Somewhere in northern Canada’s Great Slave Lake is a fluorescent-green pike that looks as though it’s wearing neon-green lipstick.
The bizarre-looking fish was released after being caught by Yellowknife angler Randy Straker, during a recent outing with Craig Thomas.
Northern pike, also referred to as jackfish, are typically much darker, with a brownish or olive-green complexion, and with yellowish-white bellies.
The 12- to 14-pound pike reeled in by Straker, an avid Great Slave Lake angler, “was totally, head to tail, like nothing we’d ever seen before.”

The anglers set the pike free after taking a few quick photographs, realizing afterward that they should have taken more photos as a means of documenting their odd catch.
“When you put it up against another pike, it’s way lighter,” Straker said. “The fins were kind of a translucent green as opposed to the darker colors of a regular pike.”
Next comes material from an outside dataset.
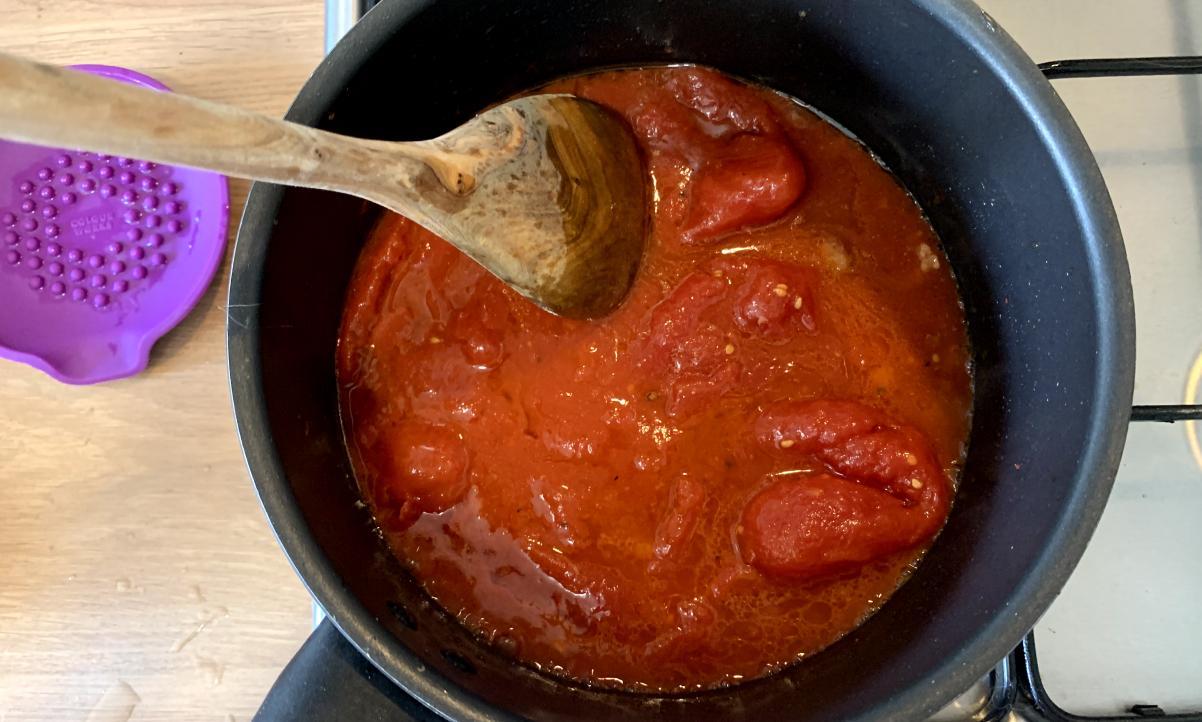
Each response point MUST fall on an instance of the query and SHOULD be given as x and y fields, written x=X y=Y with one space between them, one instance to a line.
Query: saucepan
x=950 y=103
On social media, many offered theories, ranging from the fish’s diet, to pollution, and even radiation from the Fukushima nuclear disaster.
However, Jeff Goudreau, a Fish and Wildlife technician and Great Slave Lake guide, appears to have solved the mystery.
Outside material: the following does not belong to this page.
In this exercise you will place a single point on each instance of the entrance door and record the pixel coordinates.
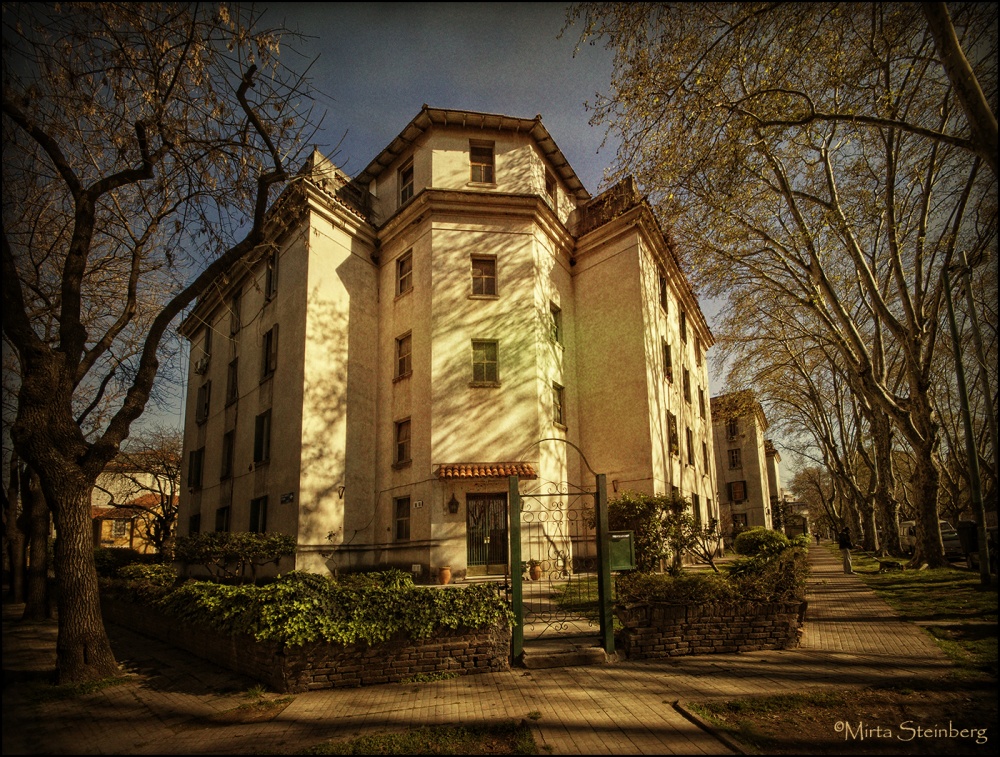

Goudreau, who claims to have caught a few pike with similar coloration, said it has to do with cells called chromatophores, which enable fish to change colors when they’re frightened, or become excited while hunting, or to blend in with specific habitats.
The unique coloration of this particular pike, Goudreau told CBC, probably stemmed from its habitat in shallower, algae-rich water of the narrow arm in which Straker and Thomas were fishing.
“They try to blend themselves into that environment to be better hunters,” Goudreau said. “So you’ll see those aquamarine colors, where the throats are very blue and dark green and stuff. That’s pretty much what happened with this one.”
This explanation was echoed by Neville Fickling, a pike expert from England, who said the predatory fish are “always going to be able to determine exactly what their environment is, and adapt chromatophores accordingly.”
Straker and Thomas were exploring a new area in the vast Northern Territories lake, perhaps explaining why they had never seen a pike so uniquely green.
“I was wearing polarized lenses, and I thought maybe that was causing some different coloration in the fish,” Straker said. “I was just about to pull my glasses off to take another look… and then my buddy made a comment about how strange the fish looked.”
The two planned to fish the same area again, to see if they could land another just like it.